Spatial Product Lifecycle Management dictates that assets transition through stagingvalidationproduction states. Promotion to production requires:

  1. Successful pystac validate --strict execution
  2. SHA-256 checksum match between source and staged COG
  3. Explicit domain owner sign-off via governance webhook

The STAC specification mandates strict adherence to extension schemas. Consult the official SpatioTemporal Asset Catalog Specification for required fields and extension compliance matrices.

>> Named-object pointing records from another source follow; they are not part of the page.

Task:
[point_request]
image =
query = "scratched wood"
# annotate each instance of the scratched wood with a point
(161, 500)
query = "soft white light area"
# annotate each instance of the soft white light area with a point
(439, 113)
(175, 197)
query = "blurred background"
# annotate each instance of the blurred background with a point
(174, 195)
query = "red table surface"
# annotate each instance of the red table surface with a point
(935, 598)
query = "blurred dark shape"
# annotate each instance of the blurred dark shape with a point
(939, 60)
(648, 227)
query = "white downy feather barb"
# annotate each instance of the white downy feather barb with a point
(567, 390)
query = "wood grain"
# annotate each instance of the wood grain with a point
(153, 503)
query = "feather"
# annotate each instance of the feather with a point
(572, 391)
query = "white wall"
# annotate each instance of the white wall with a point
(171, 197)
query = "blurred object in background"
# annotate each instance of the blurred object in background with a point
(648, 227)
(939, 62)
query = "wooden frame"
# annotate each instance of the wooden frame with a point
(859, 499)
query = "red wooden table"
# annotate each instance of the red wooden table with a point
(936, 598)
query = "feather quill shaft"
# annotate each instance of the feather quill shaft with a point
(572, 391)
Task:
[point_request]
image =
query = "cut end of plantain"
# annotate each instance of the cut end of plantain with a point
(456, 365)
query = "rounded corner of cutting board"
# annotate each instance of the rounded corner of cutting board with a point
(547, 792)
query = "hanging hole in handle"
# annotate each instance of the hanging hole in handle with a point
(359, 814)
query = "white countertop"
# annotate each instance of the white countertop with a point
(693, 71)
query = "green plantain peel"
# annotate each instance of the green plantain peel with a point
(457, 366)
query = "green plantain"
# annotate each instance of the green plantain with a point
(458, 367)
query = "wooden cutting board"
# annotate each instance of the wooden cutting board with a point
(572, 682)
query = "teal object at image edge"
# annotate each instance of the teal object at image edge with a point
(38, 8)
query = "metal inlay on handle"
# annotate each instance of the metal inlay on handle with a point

Cross-Team Governance & Escalation Paths

Cross-Team Governance Workflows require automated routing of validation failures to the appropriate ownership tier. The following escalation matrix standardizes incident response:

Severity Trigger Pattern Automated Action Escalation Path
P3 STACValidationError: Missing optional field Log warning, proceed with --allow-missing Domain Data Steward (Slack #geo-catalog)
P2 proj:geometry null or mismatched CRS Halt pipeline, quarantine tile in s3://geo-mesh-quarantine/ Platform Engineer + GIS Steward (Jira GEO-INGEST)
P1 boundary_wkt intersection failure or checksum mismatch Rollback staging, invalidate cache, trigger re-clipping Architecture Review Board + Incident Commander

Idempotent rollback is executed via:

bash
stac-ingest rollback \
  --product-id sentinel2-msi-l2a-v2.1 \
  --version 2.1.3 \
  --target-bucket s3://geo-mesh-prod/sentinel2/ \
  --confirm

This command removes the failed version from the catalog index, restores the previous manifest, and emits a PRODUCT_ROLLBACK_COMPLETE event to the governance bus. All pipeline executions must be logged with structured JSON output for audit trails and drift analysis.